At ORNL, her current work contributes to projects of national importance, such as: 

  • U.S. National Cancer Institute (NCI), NIH [Former project]
    • AI in Cancer Research: Applying uncertainty quantification (UQ) to clinical text modeling and surveillance data to enhance AI scalability and accuracy in cancer research (MOSSAIC project).
  • U.S. Department of Veterans Affairs (VA) [Active project]
    • Risk Predictive Modeling: Developing advanced risk predictive models for suicide and drug overdose to support REACH VET and STORM prevention programs with the Veterans Health Administration (VHA).
    • Spatial Modeling: Analyzing county- and state-level suicide mortality patterns in VHA patients and the broader U.S. population using spatial epidemiology modeling.
    • Environmental Epidemiology: Investigating the link between short-term air pollution, weather conditions, and suicide and overdose deaths among U.S. Veterans.

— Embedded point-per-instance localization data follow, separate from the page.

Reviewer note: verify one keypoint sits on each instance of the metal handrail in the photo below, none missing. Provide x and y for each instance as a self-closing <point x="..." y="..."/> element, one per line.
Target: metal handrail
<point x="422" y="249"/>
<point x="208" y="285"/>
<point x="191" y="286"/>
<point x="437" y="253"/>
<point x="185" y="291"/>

    • Pharmacoepidemiology: Assessing the impact of prescribed medications on suicide risk in U.S. Veterans, focusing on multiple risk periods during treatment and the compounded effects of multiple medications to improve clinical practices and patient safety.
  • Georgetown-Howard Universities Center for Clinical and Translational Science (GHUCCTS) [Active project]
    • Geospatial Analysis of Birth Outcomes: Studying the impact of community-based factors on birth outcomes in Washington, D.C.
    • COVID-19 & Chronic Diseases: Examining how COVID-19 impacted healthcare utilization for patients with chronic diseases, and the role of social and environmental determinants.
    • Health differences in MWCCS: Investigating environmental and social factors that influence differences in health outcomes among participants in the Multi-Site HIV-Positive Women’s Cohort Study (MWCCS).
    • Obesity, Surgery, and Social Factors: Analyzing the link between obesity, bariatric surgery outcomes, food security, and area deprivation in Washington, D.C.
  • Intelligence Advanced Research Projects Activity (IARPA) Biometric Recognition & Identification at Altitude and Range (BRIAR) [Active project]
    • Biometric recognition system: Analyzing of advanced multimodal biometric systems that integrate face, body, and gait features to enhance recognition performance under diverse environmental and imaging conditions, supporting intelligence, defense, and national security operations.